Spouse has recently died with a reasonable sized estate. Also had a DIS, which the surviving spouse doesn’t need in her estate for IHT purposes. It has been proposed that she sets up a DT with £10 to create a Pilot Trust.
I have asked her to check that the provider can/will pay to a pilot trust.
But, in the meantime, if they pay out to her, could she then proceed with a DOV in usual manner? Or would this not be possible as it is a DIS payment?
You cannot vary a DIS as it is not a disposition of the Will. But receipt of the money may allow the beneficiaries to make a variation of something else in the estate which they otherwise would not. The price of the DIS being IHT-free is that it is held on a DT and the trustees thereof are in charge of where it goes. Most providers as trustees offer the opportunity to make a non-binding lifetime nomination and will accept a pilot trust as a nominee or a request, after the death, by a nominee to pay to the trustee of such a trust of which s/he is settlor (and often trustee) to bypass the money down to the next generation, on sight of the trust instrument. The trust will be a RPT for IHT of which the deceased is the settlor with a commencement date of when the deceased joined the pension scheme.
I suspect that it will be fruitless to try to litigate a refusal by the DIS trustees to pay otherwise than in strict accordance with the terms of the trust although pension trusts have a contractual flavour to them and the deceased will have had enforceable rights which should devolve on the PRs. That will include a right to a DIS but precisely for IHT reasons will not usually allow direction of the DIS or it will be taxable in his estate. If the surviving spouse is the beneficiary of that then a variation of it as part of his estate would be competent but that is not common. If the DIS trustees were prepared to pay the PRs that will not help; the deceased must have had a right to the payment and any intervening discretion, even if exercised in favour of the PRs, will not permit a variation.

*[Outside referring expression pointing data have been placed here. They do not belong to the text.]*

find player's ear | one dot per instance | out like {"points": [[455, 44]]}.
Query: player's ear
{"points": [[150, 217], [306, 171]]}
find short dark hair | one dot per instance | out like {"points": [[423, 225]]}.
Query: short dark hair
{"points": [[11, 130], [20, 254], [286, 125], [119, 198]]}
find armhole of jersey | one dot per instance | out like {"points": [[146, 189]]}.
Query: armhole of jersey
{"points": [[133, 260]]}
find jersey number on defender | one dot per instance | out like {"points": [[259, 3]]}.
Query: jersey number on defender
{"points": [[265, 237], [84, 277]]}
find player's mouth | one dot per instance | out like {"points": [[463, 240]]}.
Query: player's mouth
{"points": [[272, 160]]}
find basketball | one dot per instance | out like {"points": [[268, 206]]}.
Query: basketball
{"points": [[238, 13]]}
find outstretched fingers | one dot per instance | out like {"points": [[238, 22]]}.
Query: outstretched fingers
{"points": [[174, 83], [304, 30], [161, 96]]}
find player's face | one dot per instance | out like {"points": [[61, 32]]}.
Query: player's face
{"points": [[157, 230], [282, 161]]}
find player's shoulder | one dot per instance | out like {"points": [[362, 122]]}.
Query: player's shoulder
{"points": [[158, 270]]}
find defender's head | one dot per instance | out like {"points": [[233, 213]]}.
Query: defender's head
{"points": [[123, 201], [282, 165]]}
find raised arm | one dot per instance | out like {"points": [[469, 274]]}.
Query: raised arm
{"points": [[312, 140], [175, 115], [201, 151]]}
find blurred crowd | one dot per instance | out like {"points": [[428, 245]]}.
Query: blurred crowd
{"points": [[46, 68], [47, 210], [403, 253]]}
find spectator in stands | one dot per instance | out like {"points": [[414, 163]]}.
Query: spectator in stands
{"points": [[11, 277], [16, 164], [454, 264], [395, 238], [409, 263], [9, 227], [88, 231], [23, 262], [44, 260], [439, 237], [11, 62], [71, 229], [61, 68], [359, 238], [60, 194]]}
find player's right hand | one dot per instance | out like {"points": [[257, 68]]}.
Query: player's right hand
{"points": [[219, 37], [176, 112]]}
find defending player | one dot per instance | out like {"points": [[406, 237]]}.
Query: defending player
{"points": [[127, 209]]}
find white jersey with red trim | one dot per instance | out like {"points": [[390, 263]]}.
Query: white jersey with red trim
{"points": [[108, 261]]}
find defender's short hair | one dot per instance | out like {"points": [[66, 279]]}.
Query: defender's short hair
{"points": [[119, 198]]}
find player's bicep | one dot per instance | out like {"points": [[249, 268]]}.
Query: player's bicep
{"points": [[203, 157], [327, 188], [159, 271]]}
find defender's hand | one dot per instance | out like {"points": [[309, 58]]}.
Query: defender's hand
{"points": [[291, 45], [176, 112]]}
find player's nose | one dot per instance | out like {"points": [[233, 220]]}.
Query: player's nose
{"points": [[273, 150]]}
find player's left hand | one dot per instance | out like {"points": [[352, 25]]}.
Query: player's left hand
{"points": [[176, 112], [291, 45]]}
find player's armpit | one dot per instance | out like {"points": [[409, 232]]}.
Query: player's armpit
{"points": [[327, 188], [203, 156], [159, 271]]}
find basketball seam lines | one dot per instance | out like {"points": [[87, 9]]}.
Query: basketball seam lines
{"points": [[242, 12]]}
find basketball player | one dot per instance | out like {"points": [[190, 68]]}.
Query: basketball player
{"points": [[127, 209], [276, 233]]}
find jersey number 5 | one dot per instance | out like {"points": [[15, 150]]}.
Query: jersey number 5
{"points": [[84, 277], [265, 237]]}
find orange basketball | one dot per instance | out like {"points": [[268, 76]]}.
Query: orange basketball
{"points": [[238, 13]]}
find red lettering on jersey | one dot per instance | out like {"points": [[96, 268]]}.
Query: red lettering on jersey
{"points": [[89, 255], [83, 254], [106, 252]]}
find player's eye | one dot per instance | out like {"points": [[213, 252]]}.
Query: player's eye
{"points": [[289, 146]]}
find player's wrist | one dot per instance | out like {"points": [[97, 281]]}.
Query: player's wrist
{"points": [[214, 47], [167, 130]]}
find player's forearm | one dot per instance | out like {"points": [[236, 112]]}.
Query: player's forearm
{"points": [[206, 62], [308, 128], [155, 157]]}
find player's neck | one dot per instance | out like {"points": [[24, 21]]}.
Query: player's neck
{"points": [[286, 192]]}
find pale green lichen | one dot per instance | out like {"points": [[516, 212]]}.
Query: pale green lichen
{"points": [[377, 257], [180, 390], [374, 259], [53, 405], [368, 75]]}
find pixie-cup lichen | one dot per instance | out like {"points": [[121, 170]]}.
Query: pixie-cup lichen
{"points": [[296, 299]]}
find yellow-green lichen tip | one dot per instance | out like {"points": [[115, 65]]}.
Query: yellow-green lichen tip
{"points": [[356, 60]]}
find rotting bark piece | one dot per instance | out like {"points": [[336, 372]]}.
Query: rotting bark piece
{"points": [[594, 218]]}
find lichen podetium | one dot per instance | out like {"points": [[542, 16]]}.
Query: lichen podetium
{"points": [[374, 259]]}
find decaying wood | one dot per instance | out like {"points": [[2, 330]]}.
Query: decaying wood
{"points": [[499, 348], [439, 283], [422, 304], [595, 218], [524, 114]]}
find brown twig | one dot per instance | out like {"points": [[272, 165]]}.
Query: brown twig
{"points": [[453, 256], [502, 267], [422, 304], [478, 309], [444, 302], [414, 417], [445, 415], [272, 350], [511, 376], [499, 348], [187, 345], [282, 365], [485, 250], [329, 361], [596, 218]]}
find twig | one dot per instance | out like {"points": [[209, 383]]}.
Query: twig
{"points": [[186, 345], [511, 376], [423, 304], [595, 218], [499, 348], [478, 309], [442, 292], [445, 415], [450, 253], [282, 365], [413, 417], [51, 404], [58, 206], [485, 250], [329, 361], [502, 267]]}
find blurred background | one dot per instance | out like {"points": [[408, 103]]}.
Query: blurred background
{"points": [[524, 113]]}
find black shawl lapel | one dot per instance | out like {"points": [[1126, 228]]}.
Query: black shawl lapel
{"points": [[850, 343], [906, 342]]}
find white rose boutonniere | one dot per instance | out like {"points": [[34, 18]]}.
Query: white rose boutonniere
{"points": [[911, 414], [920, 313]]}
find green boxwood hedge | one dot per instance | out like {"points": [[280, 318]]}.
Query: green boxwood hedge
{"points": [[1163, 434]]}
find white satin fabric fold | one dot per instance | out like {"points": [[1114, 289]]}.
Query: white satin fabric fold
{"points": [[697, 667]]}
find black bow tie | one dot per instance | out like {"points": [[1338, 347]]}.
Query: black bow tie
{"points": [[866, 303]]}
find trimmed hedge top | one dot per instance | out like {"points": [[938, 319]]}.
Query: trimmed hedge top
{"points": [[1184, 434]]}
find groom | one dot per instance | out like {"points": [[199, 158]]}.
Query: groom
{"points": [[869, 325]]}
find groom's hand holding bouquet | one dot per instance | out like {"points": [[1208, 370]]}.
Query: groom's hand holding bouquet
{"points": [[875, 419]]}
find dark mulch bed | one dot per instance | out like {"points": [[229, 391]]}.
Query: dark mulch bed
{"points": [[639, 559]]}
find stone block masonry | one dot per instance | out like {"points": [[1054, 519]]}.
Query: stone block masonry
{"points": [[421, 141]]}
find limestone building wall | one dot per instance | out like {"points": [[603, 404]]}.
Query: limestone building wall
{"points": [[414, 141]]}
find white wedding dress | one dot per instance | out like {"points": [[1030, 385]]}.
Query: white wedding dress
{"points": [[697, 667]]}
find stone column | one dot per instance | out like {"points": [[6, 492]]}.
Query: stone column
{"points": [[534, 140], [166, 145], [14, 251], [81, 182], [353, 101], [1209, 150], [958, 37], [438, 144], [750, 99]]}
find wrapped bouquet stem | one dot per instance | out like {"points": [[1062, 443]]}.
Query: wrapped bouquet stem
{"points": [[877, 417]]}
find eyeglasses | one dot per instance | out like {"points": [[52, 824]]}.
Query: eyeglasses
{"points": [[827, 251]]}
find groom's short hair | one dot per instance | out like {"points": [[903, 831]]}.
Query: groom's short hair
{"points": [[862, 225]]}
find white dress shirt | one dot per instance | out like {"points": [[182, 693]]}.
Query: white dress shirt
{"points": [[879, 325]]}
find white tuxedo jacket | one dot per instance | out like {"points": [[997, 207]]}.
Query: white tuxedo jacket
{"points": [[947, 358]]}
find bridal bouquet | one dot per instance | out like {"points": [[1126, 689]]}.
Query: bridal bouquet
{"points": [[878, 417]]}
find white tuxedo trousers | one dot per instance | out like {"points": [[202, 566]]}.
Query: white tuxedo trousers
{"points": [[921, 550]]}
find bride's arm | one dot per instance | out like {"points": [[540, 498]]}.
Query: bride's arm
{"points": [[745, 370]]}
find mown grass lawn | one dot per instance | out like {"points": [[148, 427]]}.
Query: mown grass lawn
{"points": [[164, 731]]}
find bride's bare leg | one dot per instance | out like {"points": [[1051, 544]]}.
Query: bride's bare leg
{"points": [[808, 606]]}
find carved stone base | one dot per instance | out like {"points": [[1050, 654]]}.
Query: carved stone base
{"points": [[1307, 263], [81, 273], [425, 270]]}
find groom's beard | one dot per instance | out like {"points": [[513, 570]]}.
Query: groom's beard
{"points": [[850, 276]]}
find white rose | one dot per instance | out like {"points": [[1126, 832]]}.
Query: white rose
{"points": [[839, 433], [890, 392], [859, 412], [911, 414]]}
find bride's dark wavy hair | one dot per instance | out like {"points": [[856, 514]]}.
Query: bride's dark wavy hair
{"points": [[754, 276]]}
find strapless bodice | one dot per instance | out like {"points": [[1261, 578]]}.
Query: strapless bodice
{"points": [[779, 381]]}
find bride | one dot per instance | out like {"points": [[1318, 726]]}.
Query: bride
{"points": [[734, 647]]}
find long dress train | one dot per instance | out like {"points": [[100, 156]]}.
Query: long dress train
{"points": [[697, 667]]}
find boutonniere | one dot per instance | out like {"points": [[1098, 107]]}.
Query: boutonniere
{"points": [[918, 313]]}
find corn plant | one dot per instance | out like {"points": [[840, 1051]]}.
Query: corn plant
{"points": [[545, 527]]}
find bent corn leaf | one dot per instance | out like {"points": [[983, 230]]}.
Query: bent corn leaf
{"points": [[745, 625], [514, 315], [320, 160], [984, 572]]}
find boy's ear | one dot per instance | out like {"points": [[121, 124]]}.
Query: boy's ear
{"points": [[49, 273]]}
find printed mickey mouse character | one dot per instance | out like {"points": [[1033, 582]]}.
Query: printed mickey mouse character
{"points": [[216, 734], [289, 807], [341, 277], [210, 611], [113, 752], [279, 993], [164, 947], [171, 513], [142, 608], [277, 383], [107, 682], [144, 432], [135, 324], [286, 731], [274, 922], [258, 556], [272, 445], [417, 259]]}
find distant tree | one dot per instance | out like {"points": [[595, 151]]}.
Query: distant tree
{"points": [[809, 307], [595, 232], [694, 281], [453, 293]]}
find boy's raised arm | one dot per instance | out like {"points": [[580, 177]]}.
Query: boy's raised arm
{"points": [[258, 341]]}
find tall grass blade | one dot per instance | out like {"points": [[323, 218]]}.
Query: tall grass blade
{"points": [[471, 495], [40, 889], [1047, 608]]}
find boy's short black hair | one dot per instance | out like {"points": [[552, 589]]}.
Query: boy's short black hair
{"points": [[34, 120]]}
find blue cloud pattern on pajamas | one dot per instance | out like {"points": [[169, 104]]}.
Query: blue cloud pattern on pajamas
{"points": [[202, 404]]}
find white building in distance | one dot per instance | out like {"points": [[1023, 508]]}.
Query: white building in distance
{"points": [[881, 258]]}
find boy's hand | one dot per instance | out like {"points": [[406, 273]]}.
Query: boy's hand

A DIS will often indicate that on the facts the surviving spouse may be healthy and young enough to make a PET with 7 year term insurance cover at a modest cost and no problem about liquidity. A DGT for part of the sum up up to the NRB might be an idea. That means that investment policy must be left to the insurer and there is as well as an investment risk a theoretical counterparty risk subject to the standing of the company. An advantage of this for some people is that after initial TRS formalities it presents less of a hassle and cost of compliance and the cluster of policies allows any taxable profit to be minimised by distributions to young beneficiaries before encashment. It will be an RPT but hopefully the spouse will have a nil cumulation so a full NRB will damp down any TYA charge to IHT and the 5% income tax-free withdrawal facility will easily fund it.
Noted re: not possible to vary the DIS itself - makes sense once you see it in writing! Thanks.
But her setting up a pilot trust in her own right will cause an issue wrt to different settlers. Her for £10 and the deceased for the main DIS payment.
So, either she can set it up with no £10 initially, (but technically she is still the settlor) or the DOV with £10 so that, for IHT purposes the settlor is the deceased.
I take your point that she would be able to vary another element of her estate if she receives the DIS directly. Arguably, I can’t see that she couldn’t do both (assuming she is comfortable with tying up that level of funds).
We have discussed this £10 on here before. I am in the camp that it is unnecessary and Mr Kessler’s precedents simply say that the Trust Fund means any property transferred to the trustees upon the express trusts. The 2 step process has become so common that it has transmogrified practice into a rule. Sadly like those old cases get cited, even in Manuals, without being read and which turn out to be of dubious authority, if any at all. But the rule is that a trust is valid without £10 but incompletely constituted pro tem, so unenforceable by the beneficiaries, until the trustees acquire trust property and the 3rd certainty is fulfilled. And no TRS until then!
The £10 is the commencement of an RPT. So there are two settlements when the main money enters fom a different settlor.
HMRC presumably ignore that on the usual grounds that it is their tax system and taxpayers are only allowed to participate in it on sufferance.
And if made by the same settlor it is an addition so beware of a CLT between each step! Bet they would not ignore that because it is their duty to collect every £ of tax due and payable (Crocodiles seen weeping in Somerset house, tears of laughter).
So, it doesn’t cause an issue (wrt TYA calculation) that the settlor is the spouse for the creation of the trust, but the deceased for the funds? Will HMRC allow just the deceased as the settlor for the purposes of the calculation?
I believe that was why the DOV route was mooted by the adviser, to keep the settlor as the deceased - but on the (mis)understanding that a “£10” was necessary.